1.Efficient Estimation of Word Representations in Vector Space (2013)
목차
- Abstract
- Introduction
-
Model Architectures
- NNLM ( Feedforward NNLM )
- RNNLM ( Recurrent NNLM )
- New Log-Linear Models
- CBOW
- Skip-gram
Abstract
Word2Vec : (1) Skip-gram & (2) CBOW
- able to capture the similarity of words
- improvement in accuracy & speed
1. Introduction
Previous models : N-gram … similarity (X) & use indices (O)
Proposes “distributed representations of words”
( \(\leftrightarrow\) previous ones were “SPARSE” representation….one-hot encoded vector )
2. Model Architectures
This paper focuses on “distributed representations” of words, learned by NN
Training Complexity : \(O=E \times T \times Q\)
- \(E\) : training epoch
- \(T\) : number of words
- \(Q\) : (defined further for each model architecture)
use SGD & BP
2-1. NNLM (Feedforward NNLM)
consists of 1) input, 2) projection, 3) hidden, 4) output layers
1) Input layer
- \(N\) words are one-hot encoded ( = 1-of-V coding )
2) Projection layer
- dimension : \(N \times D\)
- shared projection matrix
3) Hidden layer
-
projection-hidden layer : complex computation
( since values in projection layer are dense )
-
compute “probability distribution” over all the words in vocabulary
4) Output layer
- dimension : \(V\)
Time complexity : \(Q=(N\times D) + (N\times D \times H) + (H \times V)\)
-
last term \((H \times V)\) is the dominating term
\(\rightarrow\) use Negative Sampling, Hierarchical softmax to reduce this!

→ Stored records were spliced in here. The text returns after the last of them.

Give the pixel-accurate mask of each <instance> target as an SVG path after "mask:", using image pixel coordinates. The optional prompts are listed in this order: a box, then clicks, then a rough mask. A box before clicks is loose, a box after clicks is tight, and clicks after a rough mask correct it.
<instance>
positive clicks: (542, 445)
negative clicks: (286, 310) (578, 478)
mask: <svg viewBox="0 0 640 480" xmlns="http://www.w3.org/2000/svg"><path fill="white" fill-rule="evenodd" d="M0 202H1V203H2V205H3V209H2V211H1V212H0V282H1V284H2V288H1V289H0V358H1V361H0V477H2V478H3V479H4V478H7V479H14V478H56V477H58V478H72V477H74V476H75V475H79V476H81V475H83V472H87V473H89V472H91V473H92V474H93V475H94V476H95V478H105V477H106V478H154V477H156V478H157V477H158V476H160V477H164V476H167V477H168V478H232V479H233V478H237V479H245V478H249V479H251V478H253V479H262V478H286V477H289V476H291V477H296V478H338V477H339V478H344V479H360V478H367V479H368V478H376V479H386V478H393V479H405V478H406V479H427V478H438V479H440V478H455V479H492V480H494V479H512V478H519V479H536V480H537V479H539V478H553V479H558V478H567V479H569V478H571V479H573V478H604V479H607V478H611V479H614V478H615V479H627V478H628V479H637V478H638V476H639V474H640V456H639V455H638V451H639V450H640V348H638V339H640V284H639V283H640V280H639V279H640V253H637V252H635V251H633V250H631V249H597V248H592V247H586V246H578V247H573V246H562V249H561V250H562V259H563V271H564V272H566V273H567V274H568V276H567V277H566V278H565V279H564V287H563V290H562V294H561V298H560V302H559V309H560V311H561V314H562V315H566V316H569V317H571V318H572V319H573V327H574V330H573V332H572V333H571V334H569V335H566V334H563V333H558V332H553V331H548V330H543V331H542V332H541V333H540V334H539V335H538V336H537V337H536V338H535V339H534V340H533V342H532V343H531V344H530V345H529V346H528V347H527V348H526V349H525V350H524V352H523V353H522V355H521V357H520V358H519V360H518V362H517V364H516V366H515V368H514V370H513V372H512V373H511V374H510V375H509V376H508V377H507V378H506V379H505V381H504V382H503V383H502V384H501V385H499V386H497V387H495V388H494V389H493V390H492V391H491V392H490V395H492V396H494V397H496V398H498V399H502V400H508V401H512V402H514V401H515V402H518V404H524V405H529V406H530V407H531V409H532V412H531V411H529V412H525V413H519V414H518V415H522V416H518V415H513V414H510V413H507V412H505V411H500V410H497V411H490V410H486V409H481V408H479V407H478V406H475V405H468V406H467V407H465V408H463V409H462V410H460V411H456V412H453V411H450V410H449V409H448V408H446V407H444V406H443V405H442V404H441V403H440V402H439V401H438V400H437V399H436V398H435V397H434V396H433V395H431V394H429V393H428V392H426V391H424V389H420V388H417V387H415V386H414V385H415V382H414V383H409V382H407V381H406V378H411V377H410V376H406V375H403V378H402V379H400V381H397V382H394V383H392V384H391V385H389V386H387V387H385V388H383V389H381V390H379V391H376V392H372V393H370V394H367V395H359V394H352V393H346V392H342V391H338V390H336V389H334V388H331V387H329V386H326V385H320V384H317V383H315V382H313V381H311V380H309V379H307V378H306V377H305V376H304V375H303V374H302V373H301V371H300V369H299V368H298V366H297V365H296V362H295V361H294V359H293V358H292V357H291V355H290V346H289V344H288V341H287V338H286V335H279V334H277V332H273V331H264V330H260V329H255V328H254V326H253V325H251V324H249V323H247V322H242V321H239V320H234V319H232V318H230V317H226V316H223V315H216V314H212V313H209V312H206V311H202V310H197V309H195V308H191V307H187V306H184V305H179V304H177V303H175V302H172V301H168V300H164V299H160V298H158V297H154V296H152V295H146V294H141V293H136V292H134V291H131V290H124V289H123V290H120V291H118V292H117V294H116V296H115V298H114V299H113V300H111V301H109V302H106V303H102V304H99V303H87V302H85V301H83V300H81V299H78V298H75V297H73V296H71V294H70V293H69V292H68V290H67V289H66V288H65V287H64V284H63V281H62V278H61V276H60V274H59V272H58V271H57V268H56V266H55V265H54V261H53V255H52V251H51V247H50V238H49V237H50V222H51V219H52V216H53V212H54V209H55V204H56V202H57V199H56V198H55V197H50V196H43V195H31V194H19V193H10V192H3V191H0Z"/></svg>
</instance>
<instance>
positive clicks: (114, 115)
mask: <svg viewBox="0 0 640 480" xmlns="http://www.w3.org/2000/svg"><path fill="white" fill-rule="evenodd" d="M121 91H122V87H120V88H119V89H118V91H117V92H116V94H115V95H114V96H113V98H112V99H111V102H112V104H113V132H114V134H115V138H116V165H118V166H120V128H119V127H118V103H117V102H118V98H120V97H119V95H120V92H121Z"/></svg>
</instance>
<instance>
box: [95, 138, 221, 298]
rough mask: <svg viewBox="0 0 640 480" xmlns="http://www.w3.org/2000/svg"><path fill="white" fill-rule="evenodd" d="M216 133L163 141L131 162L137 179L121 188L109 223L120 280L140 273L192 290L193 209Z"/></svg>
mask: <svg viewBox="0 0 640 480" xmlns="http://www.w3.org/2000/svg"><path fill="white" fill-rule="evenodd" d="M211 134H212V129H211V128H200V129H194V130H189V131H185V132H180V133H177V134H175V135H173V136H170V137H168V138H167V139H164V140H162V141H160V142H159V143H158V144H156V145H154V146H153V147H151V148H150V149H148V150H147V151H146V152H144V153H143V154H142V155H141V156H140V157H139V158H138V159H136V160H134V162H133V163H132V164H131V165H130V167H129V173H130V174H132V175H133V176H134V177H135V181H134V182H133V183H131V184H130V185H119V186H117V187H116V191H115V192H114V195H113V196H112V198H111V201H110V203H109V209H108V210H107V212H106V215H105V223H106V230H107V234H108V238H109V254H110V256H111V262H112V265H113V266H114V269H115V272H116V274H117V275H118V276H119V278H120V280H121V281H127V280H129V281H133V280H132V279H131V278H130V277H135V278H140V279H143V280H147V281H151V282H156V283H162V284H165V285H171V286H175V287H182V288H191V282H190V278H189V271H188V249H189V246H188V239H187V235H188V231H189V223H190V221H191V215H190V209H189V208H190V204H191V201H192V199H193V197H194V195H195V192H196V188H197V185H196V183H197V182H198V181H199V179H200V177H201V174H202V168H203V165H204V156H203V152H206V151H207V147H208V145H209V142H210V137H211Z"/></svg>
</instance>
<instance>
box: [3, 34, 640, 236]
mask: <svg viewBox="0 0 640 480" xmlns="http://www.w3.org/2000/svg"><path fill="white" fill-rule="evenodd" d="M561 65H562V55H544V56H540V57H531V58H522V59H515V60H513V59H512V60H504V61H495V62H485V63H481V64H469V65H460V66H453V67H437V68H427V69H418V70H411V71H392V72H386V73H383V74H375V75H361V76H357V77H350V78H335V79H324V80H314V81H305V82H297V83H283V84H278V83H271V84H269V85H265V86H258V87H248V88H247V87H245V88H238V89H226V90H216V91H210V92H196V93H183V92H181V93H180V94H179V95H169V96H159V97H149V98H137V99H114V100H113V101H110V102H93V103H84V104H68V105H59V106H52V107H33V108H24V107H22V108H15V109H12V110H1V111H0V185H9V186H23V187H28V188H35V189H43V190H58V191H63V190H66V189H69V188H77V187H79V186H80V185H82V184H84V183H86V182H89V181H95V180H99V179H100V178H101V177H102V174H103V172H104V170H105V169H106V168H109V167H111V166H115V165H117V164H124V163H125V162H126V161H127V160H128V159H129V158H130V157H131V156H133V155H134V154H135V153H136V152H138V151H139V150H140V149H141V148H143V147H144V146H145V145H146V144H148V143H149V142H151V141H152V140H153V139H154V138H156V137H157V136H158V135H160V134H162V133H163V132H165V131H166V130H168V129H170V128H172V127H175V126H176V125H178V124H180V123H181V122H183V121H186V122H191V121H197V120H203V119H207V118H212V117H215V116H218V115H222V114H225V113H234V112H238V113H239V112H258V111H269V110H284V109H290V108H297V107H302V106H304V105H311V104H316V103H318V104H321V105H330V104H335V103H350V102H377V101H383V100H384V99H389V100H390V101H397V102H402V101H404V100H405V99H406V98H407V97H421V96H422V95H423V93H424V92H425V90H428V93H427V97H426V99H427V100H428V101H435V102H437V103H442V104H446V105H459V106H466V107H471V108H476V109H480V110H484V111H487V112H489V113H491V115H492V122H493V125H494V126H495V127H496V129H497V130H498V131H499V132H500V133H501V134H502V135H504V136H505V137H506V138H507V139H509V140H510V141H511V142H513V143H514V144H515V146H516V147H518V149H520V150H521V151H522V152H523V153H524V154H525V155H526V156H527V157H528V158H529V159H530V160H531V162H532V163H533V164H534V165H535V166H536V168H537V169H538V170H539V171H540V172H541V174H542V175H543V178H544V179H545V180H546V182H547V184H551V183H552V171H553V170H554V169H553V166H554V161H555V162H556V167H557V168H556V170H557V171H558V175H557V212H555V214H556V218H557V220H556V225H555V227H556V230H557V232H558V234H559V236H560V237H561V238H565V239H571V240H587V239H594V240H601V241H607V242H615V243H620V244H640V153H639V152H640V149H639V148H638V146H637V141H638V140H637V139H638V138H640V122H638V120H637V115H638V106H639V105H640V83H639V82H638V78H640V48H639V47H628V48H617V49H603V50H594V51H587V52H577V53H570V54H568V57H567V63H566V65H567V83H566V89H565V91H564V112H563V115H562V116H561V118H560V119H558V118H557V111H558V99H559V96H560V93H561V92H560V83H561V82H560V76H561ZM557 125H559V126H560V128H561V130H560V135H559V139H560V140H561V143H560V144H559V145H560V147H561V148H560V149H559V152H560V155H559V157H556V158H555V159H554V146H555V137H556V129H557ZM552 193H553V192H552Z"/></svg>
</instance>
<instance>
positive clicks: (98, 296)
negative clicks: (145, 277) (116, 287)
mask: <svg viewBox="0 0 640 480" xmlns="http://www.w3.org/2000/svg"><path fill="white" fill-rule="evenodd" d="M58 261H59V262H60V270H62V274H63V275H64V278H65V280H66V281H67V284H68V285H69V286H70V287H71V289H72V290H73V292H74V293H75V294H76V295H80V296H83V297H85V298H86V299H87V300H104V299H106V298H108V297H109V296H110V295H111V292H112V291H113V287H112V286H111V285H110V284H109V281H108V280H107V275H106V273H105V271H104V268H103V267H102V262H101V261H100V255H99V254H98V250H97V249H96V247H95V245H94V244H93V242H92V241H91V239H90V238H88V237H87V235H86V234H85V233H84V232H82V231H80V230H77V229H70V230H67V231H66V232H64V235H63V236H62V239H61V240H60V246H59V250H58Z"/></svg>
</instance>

\(\rightarrow\) from \(V\) to \(\log_2V\)
2-2. RNNLM (Recurrent NNLM)
overcome limitation of NNLM ( = need to specify context length, N )
RNN :
-
input, hidden, output layer (no projection layer)
-
information from past can be represented by “hidden layer state” \(h_t\)
( updated by \(x_t\) and \(h_{t-1}\) )
Time complexity : \(Q=(H\times H) + (H \times V)\)
-
last term \((H \times V)\) is the dominating term
\(\rightarrow\) use Negative Sampling, Hierarchical softmax to reduce this!
\(\rightarrow\) from \(V\) to \(\log_2V\)
3. New Log-Linear Models
propose 2 models, (1) CBOW & (2) Skip-gram
3-1. CBOW
\(Q = (N \times D) + (D \times \log_2(V))\).
3-2. Skip-gram
\(Q = C \times (D + D \times \log_2(V))\).